The treatment was a combination of TMS, PNS, and slight voluntary preactivation of the targeted muscles. When TMS alone is used, lasting inhibitory aftereffects can be achieved with 1-Hz repetitive TMS and facilitatory aftereffects with high-frequency (more than 1 Hz) repetitive TMS [18]. In healthy subjects, TMS and PNS components alone do not increase MEPs and thus do not induce plastic changes on their own [7, 9]. Thus, it is highly improbable that TMS alone would have accounted for the obtained results. We have also shown that PAS is more efficient than PNS in SCI patients [11]. A slight preactivation of each muscle group for 20 min three times per week is a minor addition to the patient’s other physical activity and cannot by itself explain the observed improvements.

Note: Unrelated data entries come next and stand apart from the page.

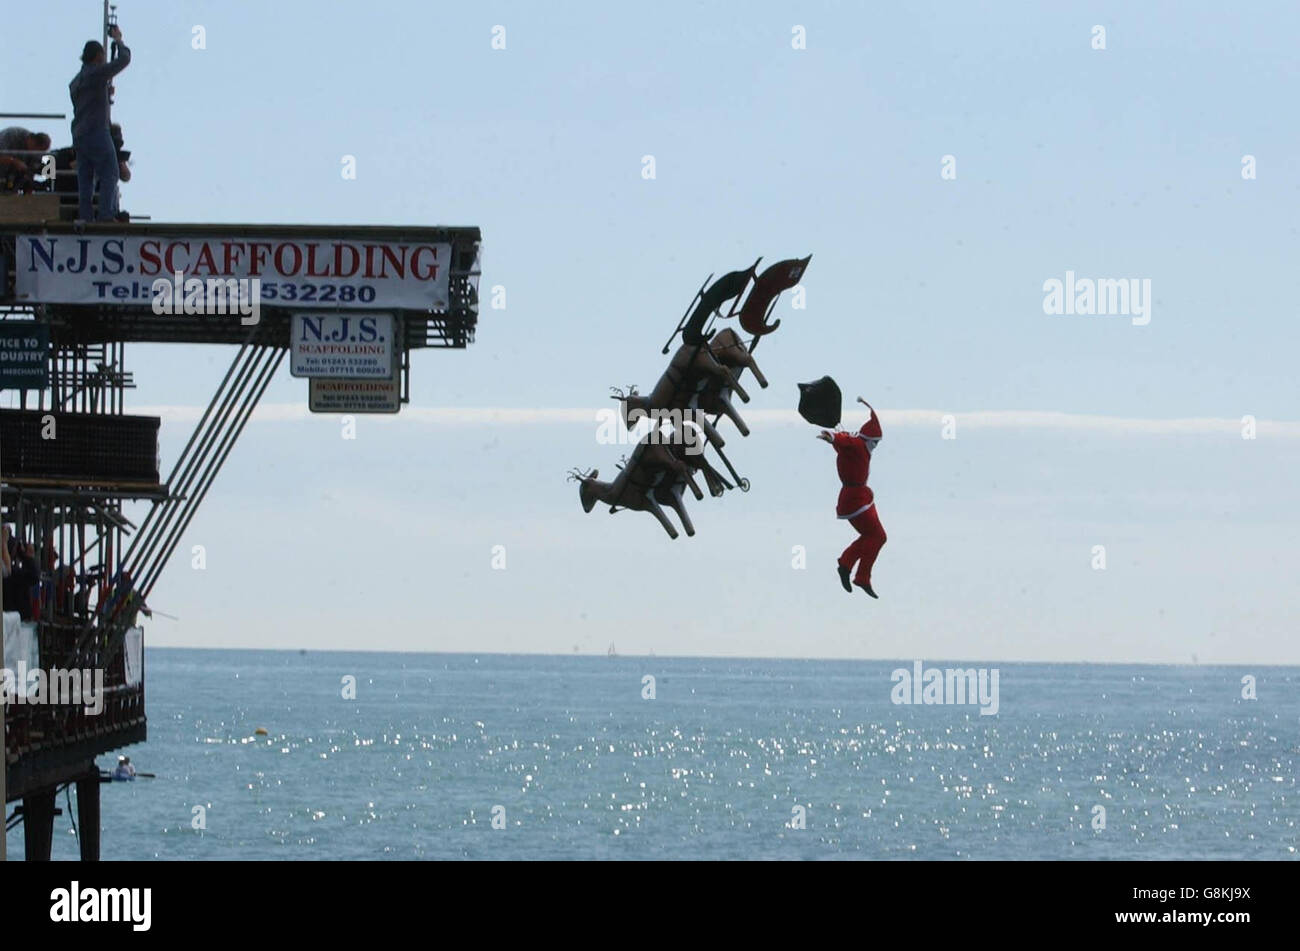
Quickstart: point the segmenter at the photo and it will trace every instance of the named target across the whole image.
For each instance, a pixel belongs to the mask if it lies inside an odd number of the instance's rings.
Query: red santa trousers
[[[853,539],[853,543],[844,549],[844,554],[840,555],[840,567],[851,570],[856,562],[858,572],[853,580],[870,586],[871,567],[876,563],[876,556],[880,554],[880,549],[884,547],[888,537],[880,524],[880,516],[876,513],[875,505],[865,512],[859,512],[849,519],[848,523],[857,529],[858,537]]]

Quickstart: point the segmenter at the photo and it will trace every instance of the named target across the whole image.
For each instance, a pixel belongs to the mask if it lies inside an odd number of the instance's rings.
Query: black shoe
[[[844,590],[849,594],[853,593],[853,585],[849,584],[849,569],[843,565],[837,566],[840,569],[840,584],[844,585]]]
[[[855,581],[853,583],[857,585],[859,588],[861,588],[863,591],[867,592],[867,594],[871,595],[873,598],[879,600],[880,595],[876,594],[876,592],[871,590],[871,585],[863,584],[861,581]]]

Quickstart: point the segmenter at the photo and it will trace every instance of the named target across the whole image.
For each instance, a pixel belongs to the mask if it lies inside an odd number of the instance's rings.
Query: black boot
[[[867,594],[871,595],[873,598],[876,598],[877,600],[879,600],[880,595],[876,594],[876,592],[874,592],[874,591],[871,590],[871,585],[870,585],[870,584],[864,584],[864,583],[861,582],[861,581],[855,581],[855,582],[853,582],[853,583],[854,583],[855,585],[857,585],[859,588],[861,588],[863,591],[867,592]]]
[[[837,566],[840,569],[840,584],[844,585],[844,590],[849,594],[853,593],[853,586],[849,584],[849,569],[843,565]]]

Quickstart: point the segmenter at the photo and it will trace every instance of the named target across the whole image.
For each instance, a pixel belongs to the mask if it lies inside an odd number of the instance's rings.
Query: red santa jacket
[[[864,436],[880,438],[880,421],[876,411],[871,411],[871,419],[856,433],[835,433],[831,445],[835,447],[835,469],[840,474],[839,500],[835,504],[835,514],[839,518],[853,518],[871,508],[875,495],[867,488],[867,477],[871,472],[871,450],[867,448]]]

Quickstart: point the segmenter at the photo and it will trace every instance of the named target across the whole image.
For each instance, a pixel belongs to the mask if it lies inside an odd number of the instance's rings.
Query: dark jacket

Although the patient improved considerably, only a limited walking distance was achieved. At the end of the PAS 2 follow-up period, the patient still needed the rollator, which impairs the functionality and independence of walking. Nevertheless, the patient perceived the achieved improvement as valuable and worth the effort. Walking around the house 50% of the time benefits overall health e.g. by improving blood pressure regulation, bone density, weight control, bowel function, and psychological well-being, and prevents pressure sores and heterotopic ossification as compared to full inability to walk. Better results may occur if PAS is started at the subacute stage, before irreversible changes in muscle composition and neuronal rewiring have occurred.

Together with our previous studies [7, 11,12,13,14], this study justifies larger PAS trials for patients with different types and stages of SCI.